The Historical Committee is actively engaged in the preservation and publication of a historical record of Herriman. We appreciate all of the information from current and past residents of Herriman that has been collected thus far. We continue to seek any histories, photos or any other items you would be willing to share to help us make this record as complete and accurate as possible. Please contact any committee member.
A Recipient of the Citizens of Legacy Award 2005
WILLIAM CHARLES CRUMP
William Charles Crump was born in 1830 in England, the ninth child of William and Martha Betton Crump. As a young adult he heard missionaries of the Mormon Church teaching. William joined the church in 1849, and soon afterward labored as a missionary with other traveling Elders in England. But he had a desire to leave England and join the Saints gathering in Utah. He sailed to America on the “Ellen Maria” in 1852. He joined the Abraham O. Smoot Company which arrived in Utah in September of 1852.
When he arrived in Utah, he was assigned to Taylorsville to help build up the settlement there and construct a fort as protection from the Indians. He also served as a guard at the south point of the valley and also on the west side. In the fall of 1853 Brigham Young asked for families to go to Butterfield Settlement (later named Fort Herriman), and provide strength to this struggling settlement. William volunteered and later helped build the fort there.
William married Margaret Ann James in 1855. They were the parents of 9 children. William took a second wife, Sarah Cornick, in 1872, and with her, had 7 children. William was a leader not only in his family, but also in the community. He participated in the Echo Canyon War during the winter of 1857-1858. He returned home for a short time, and was asked again to return to Echo Canyon for guard duty. His wife, Margaret accompanied him on the second trip. They returned home in April to find the residents of Herriman packed and ready to evacuate the settlement. They traveled south with the community spending about three months near Payson, and then returning to Herriman.

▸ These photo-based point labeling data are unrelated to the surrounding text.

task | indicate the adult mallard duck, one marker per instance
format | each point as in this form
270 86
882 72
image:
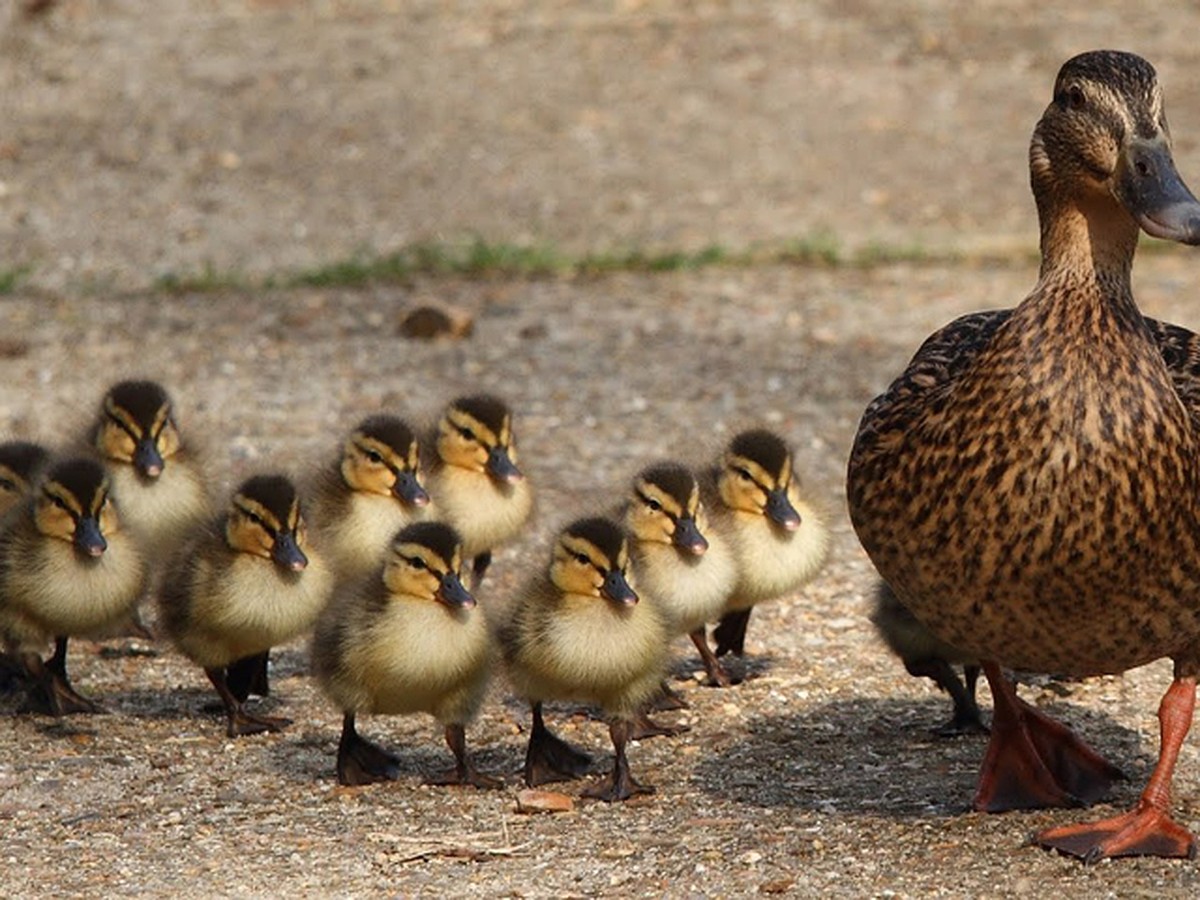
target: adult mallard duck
1029 485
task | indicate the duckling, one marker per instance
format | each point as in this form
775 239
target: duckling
369 493
924 655
1027 485
409 641
681 564
779 539
250 581
577 631
474 479
21 463
157 478
66 569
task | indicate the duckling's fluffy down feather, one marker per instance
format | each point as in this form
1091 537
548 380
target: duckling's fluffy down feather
403 655
586 649
47 589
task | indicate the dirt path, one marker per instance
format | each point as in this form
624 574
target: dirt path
263 136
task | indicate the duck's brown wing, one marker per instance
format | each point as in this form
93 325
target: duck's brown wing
1181 352
933 372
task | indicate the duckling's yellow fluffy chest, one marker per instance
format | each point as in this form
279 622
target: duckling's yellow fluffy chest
160 511
357 540
243 606
587 649
689 589
771 561
413 655
486 514
49 591
1042 511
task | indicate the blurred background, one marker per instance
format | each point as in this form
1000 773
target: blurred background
149 143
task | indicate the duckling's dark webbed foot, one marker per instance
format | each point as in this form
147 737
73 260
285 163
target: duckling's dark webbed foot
54 696
1033 762
49 689
360 762
551 759
966 718
621 784
730 634
463 773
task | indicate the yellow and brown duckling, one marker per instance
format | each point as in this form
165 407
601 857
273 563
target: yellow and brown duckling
369 493
21 463
247 583
66 569
157 478
474 479
408 641
1029 485
778 537
577 633
681 564
924 655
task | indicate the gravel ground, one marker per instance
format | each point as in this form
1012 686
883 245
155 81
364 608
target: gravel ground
258 136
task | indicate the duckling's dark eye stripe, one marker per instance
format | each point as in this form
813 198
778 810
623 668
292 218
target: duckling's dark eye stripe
655 504
124 426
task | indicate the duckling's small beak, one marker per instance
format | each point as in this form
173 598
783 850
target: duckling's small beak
408 490
617 589
1149 185
688 538
781 511
502 468
287 553
454 594
88 538
147 459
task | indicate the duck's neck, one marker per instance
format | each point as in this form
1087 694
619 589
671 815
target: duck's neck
1087 249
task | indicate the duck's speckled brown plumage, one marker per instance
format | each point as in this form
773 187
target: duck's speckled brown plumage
1029 485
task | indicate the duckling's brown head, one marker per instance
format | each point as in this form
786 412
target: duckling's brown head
136 427
756 478
477 433
383 457
425 561
665 508
592 559
21 462
264 520
72 503
1103 148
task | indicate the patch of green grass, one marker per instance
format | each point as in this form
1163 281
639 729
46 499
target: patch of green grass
10 279
478 258
207 281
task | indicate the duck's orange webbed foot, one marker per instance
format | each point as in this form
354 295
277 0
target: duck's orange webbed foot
1143 832
1149 828
1032 761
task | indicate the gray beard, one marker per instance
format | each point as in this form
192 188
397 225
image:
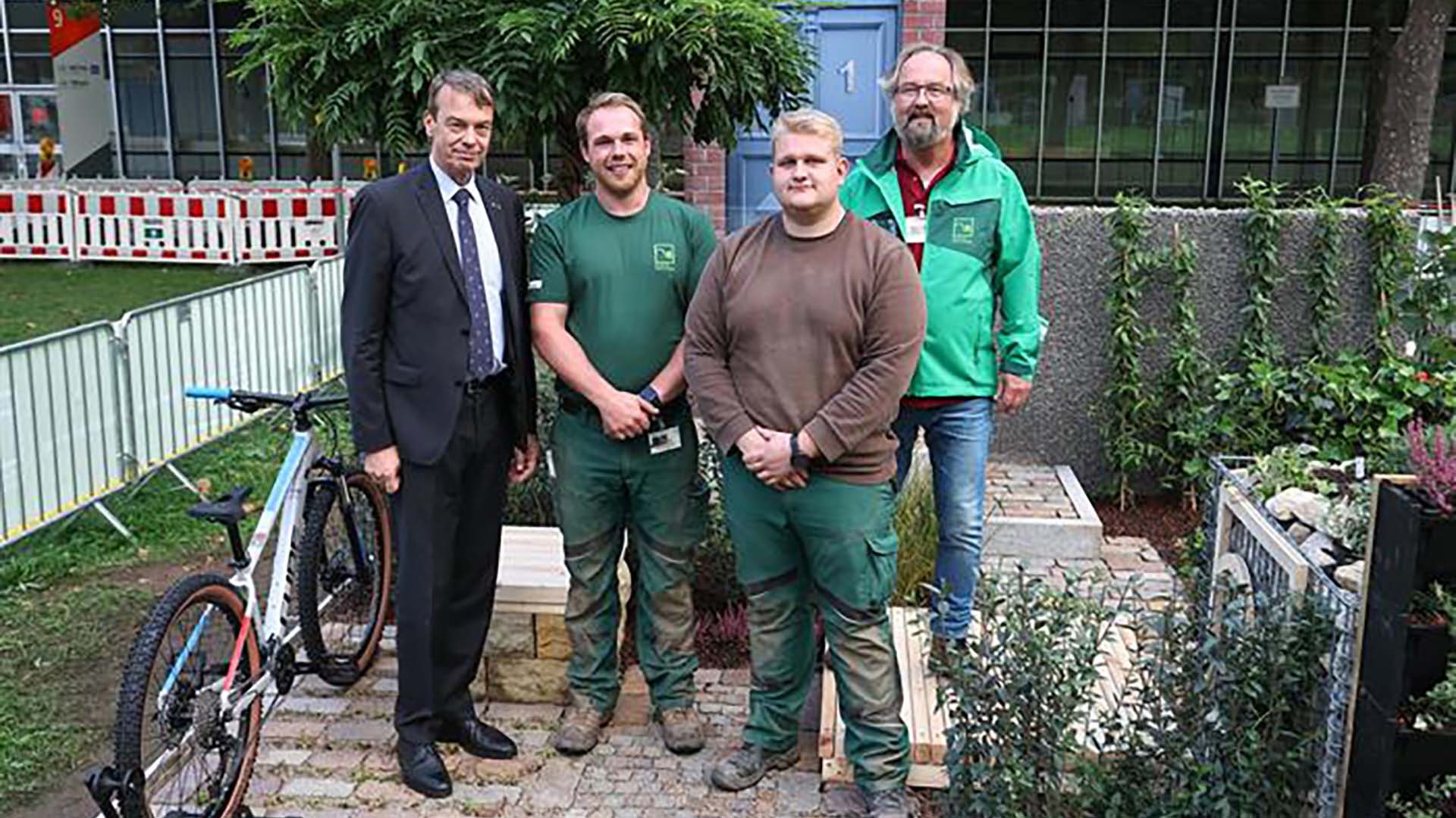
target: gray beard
921 137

William helped to quarry rock from Step Rock Mountain for the building of the old rock church. With several other men in town, he ran a sorghum mill, making a rich brown edible syrup from the sugar cane they raised. He was asked again to go on guard duty, patrolling the west and south ends of the valley.
William served in many callings in the Church in the late 1800’s and last of which was the Patriarch of the West Jordan Stake by President Joseph Fielding Smith. In this capacity he gave hundreds of blessings to faithful members of the LDS Church.
William was known for completing his daily tasks in a very cheerful sort of way. He often said, “There is always a great and wise purpose in all that we are called on to suffer and endure, and great is the wisdom we gain through such experiences”. He taught his children and grandchildren that there is dignity in persevering through tribulations, sorrows and disappointments.
He died just one week short of his birthday, in March 1904, leaving a legacy of over 50 years in Herriman.
This short version of William Charles Crump’s history is taken from various histories that have been written about his life and is not meant to be a complete history.